Das Maifeld Derby 2023 präsentiert sich internationaler und stilistisch vielseitiger als je zuvor, ohne dabei seine Stärken zu vernachlässigen. Mit sehenswerten Auftritten von so unterschiedlichen Acts wie Sevdaliza, Surf Curse, Death Grips, Loyle Carner, Phoenix und Interpol sorgt es für ein ebenso anregendes wie entspanntes dreitägiges Festivalerlebnis. 

Von der Sonne verwöhnt zeigt sich das Maifeld Derby an allen drei Tagen. Insbesondere am Freitag und Samstag wird es trotz Dauer-Sonnenschein nicht zu heiß, so dass dem Festivalgenuss nichts im Wege steht.

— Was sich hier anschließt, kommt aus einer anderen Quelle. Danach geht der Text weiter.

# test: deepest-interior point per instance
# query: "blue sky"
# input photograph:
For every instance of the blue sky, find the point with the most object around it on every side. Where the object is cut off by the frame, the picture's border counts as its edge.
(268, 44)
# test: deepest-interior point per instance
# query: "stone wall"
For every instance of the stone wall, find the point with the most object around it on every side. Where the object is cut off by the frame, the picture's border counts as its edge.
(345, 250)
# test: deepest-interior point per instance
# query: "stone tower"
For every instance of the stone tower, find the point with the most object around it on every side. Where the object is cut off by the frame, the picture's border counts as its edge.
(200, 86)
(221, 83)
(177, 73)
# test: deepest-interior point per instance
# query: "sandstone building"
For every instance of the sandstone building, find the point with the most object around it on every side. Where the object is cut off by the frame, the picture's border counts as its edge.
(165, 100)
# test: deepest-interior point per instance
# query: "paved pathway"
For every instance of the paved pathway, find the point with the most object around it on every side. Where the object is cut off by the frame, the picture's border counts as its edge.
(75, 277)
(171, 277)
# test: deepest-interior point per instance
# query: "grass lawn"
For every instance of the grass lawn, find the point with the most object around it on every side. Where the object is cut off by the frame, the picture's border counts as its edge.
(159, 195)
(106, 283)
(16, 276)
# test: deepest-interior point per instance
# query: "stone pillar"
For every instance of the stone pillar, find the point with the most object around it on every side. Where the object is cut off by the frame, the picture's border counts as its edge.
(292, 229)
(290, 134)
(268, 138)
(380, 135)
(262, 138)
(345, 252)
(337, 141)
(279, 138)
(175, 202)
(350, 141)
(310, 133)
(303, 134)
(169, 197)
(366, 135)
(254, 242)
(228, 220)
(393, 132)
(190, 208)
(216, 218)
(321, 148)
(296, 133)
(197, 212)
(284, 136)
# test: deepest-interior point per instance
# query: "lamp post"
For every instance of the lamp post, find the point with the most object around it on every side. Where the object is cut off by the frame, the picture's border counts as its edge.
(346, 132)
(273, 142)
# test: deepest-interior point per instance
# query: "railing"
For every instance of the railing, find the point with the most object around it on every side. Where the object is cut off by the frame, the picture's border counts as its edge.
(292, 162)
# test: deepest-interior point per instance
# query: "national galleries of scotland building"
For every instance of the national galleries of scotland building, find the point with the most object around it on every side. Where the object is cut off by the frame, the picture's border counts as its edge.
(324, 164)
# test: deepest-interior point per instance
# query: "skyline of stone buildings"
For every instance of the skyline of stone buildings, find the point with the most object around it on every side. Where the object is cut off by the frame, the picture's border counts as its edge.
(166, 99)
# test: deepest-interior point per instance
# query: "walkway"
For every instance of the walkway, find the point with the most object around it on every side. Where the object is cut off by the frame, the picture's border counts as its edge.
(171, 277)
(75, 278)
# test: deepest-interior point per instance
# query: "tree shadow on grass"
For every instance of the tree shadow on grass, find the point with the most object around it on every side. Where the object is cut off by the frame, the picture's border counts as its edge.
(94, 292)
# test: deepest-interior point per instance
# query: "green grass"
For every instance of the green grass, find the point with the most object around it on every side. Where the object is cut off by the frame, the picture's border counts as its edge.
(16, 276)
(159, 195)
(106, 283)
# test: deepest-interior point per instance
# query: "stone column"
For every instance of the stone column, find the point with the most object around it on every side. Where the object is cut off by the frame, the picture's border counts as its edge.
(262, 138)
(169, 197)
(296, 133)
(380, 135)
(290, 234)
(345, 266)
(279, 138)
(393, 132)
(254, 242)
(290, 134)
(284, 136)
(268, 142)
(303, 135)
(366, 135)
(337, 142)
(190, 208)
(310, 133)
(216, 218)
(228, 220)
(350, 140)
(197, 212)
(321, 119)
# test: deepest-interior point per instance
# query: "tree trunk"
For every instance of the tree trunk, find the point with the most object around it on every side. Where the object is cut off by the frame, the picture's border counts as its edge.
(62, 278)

Am Festivalgelände hat sich wenig geändert. Im Programmheft verspricht Organisator Timo Kumpf größere Veränderungen für das nächste Jahr, aber 2023 wirkt alles noch angenehm vertraut.

Weltumspannend

In musikalischer Hinsicht bietet das Maifeld Derby die gewohnt große Bandbreite, ist dabei aber noch internationaler, man könnte sogar sagen, weltumspannender geworden. Ein Beispiel dafür ist die israelische Musikerin Sevdaliza.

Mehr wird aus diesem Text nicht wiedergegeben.